Paradoxo

A lua e a noite, co-irmãs, sentadas lado a lado, começam a sua conversa com o sol e o dia. As primeiras são Dioníso e os segundos, Apólo.

Lua: Certamente que os homens amam mais a mim do que a vós, poderoso Sol. Pois quanto ao que me cabe saber, conheço todos os suaves suspiros noturnos do amor, da luxúria imanente à minha natureza...

Sol: Pois, irmã, dizeis a mim o que seria de vós acaso não houvesse a mim. Sois apenas um reflexo, ainda que muito belo, da minha própria luz.

Noite: Vós, poderoso Sol, de modo contumaz tem se mostrado insolente. Sua arrogância deve vir das adorações que os humanos, tolos em sua sabedoria das coisas altas, lançam a vós. Eu, pelo contrário, sou sempre colocada como soturna, maligna. À treva sempre me é lançada a identidade!

Dia: Pois não seria de todo o engano dos humanos. As coisas mais abomináveis ficam sempre sob o manto negro da treva. Se meu irmão Sol e eu não aparecêssemos, tudo subsumir-se-ia nas suas ardilosas esquinas. Quando, ao contrário, mostramo-nos, imprimimos a clareza do vislumbre.

Lua: Pois bem, concordo que não são todas boas as ocorrências em meus domínios. Mas do que serviriam os boêmios, as cantigas e os amores sem a carícia que minha irmã e eu derramamos por sobre os corpos? Ademais, quando ocorre algo tenebroso, ao dia e sua iluminação ainda mais o parecem. Se a clareza tem um lado bom quando o que se está por demonstrar é bom, certamente que se o que vier for algo deplorável isso o será ainda mais!

Sol: A falha em suas considerações está em nivelar nossa importância. Os prazeres possíveis só o são porquanto anteriormente fora saciada a necessidade, e esta é justamente aquela em que me mostro com maior contorno. Aqueço e protejo, dou alento e mantenho a ordem.

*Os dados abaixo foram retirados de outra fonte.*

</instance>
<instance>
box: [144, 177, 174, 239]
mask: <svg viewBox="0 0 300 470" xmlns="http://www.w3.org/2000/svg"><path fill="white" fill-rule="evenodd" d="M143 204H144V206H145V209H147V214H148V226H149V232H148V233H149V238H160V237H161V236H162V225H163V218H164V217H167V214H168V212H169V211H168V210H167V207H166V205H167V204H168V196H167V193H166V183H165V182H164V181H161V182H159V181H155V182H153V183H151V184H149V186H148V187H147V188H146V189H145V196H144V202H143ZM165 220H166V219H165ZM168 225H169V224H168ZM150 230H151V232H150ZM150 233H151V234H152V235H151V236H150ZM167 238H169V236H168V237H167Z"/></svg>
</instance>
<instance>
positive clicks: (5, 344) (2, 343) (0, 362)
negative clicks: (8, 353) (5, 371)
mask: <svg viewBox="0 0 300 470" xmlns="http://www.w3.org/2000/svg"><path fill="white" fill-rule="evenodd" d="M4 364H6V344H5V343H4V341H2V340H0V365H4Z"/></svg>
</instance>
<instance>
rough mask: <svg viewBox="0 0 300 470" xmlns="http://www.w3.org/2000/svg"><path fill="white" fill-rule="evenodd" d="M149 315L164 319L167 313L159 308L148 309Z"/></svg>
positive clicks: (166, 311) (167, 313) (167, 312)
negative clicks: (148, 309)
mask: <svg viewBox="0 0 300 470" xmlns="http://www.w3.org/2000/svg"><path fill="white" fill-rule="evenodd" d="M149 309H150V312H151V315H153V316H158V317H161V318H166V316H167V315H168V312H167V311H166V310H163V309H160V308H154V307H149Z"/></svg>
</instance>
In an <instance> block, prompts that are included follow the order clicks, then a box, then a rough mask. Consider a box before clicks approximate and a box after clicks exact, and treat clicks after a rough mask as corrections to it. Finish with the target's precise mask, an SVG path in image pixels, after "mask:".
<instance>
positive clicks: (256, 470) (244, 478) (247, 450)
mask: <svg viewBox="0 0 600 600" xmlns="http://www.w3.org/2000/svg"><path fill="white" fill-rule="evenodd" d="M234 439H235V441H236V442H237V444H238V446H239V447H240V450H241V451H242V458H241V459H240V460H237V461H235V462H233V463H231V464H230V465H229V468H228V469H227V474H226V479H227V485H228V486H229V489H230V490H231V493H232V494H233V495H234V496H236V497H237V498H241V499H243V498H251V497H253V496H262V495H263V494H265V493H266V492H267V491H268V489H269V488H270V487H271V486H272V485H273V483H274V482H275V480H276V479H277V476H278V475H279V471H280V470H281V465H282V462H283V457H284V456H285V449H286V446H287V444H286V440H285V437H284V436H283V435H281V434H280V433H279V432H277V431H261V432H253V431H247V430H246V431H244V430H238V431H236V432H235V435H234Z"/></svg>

Noite: Quem precisa de ordem? O mais belo pode ser o mais surreal, o desordenado pode ser o mais aprazível e, se não te convencereis disso, o enfadonho é sempre ordenado.

E assim seguiram por dias, noites, sóis e luas a dentro, enquanto que nós, humanos, nos debruçamos cada vez mais cabisbaixos, sendo que as coisas altaneiras são as que mais importam. A astrologia sob a perspectiva astral é um paradoxo do inconsistente momento de reflexão humano.